Most early studies documenting changes in community composition during primary succession in periglacial settings were conducted in Scandinavian Europe and North America on the forelands of temperate alpine glaciers (Butters 1914; Cooper 1916, 1931; Lüdi 1921, 1958; Negri 1934, 1936; Fægri 1933; Friedel 1934, 1937, 1938); far fewer studies have been conducted in arctic or subarctic settings, with the notable exception of studies of the glaciers on Svalbard (Liestøl 1988; Dowdeswell 1995; Liengen and Olsen 1997; Lefauconnier et al. 1999; Liengen 1999; Hodkinson et al. 2003). Nonetheless, the earlier studies remain useful as the differences in succession between temperate and high arctic glacial systems mainly involve differences in the species involved and the rates of change (Jones and Henry 2003).
In addition to community composition, numerous successional studies have examined the spatial distribution of the community constituents and how they change temporally. Years of research on the processes controlling spatial distribution has resulted in the development of three separate models of spatial succession (well-reviewed in Cutler et al. 2008), each predicting similar early stages dominated by stochastic processes during colonization (Yarranton and Morrison 1974; Matthews and Whittaker 1987; Matthews 1992; del Moral 1998, 1999) and patchy growth through positive interactions, mainly facilitation (Yarranton and Morrison 1974; Bertness and Callaway 1994; Cutler et al. 2008; Garibotti et al. 2011). The models differ in their predictions of later stage processes and outcomes, however. In the classical model, succession proceeds unidirectionally through growth and coalescence of patches, which increases facilitation and eliminates competing species, resulting in increased homogeneity (Yarranton and Morrison 1974; Holdaway and Sparrow 2006). The patch dynamics model predicts that mature ecosystems will be in a constant state of flux as disturbances from internal or external forces create openings which revert to the pioneer stage (Holling 1992; Wu and Loucks 1995).
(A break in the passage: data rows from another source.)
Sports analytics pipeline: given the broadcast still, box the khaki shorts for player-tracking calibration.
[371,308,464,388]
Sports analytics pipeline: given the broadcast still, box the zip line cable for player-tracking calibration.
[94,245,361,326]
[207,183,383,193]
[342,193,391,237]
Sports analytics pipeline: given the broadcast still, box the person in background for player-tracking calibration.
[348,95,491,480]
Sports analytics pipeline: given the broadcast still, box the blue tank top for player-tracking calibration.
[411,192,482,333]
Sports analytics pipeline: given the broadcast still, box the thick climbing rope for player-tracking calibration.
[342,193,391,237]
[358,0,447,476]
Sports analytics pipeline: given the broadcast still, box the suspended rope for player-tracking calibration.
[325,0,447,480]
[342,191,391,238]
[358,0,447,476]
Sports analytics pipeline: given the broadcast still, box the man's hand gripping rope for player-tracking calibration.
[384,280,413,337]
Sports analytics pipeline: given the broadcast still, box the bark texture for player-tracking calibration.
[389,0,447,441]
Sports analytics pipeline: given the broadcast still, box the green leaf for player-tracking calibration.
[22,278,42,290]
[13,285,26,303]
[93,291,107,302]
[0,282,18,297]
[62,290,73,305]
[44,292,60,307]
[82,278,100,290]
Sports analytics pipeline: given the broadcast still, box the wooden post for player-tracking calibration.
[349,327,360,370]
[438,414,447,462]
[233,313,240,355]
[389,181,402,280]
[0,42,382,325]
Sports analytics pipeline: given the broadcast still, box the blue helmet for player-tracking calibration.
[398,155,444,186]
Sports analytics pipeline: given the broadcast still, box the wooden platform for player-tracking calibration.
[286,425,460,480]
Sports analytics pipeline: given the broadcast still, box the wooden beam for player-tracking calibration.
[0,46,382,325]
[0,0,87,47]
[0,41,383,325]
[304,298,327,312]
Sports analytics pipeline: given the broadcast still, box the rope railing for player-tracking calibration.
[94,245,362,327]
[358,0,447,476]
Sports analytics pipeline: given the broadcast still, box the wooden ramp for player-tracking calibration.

The result is an ecosystem comprised of patches of various ages and at various stages of succession. In the geoecological model, the mature stage displays patch differentiation based primarily on heterogeneity in the physical environment, such as topography, soil depth, or moisture gradients, with consequent biotic responses that ameliorate adverse conditions (Matthews 1992; Bertness and Callaway 1994; Tirado and Pugnaire 2005).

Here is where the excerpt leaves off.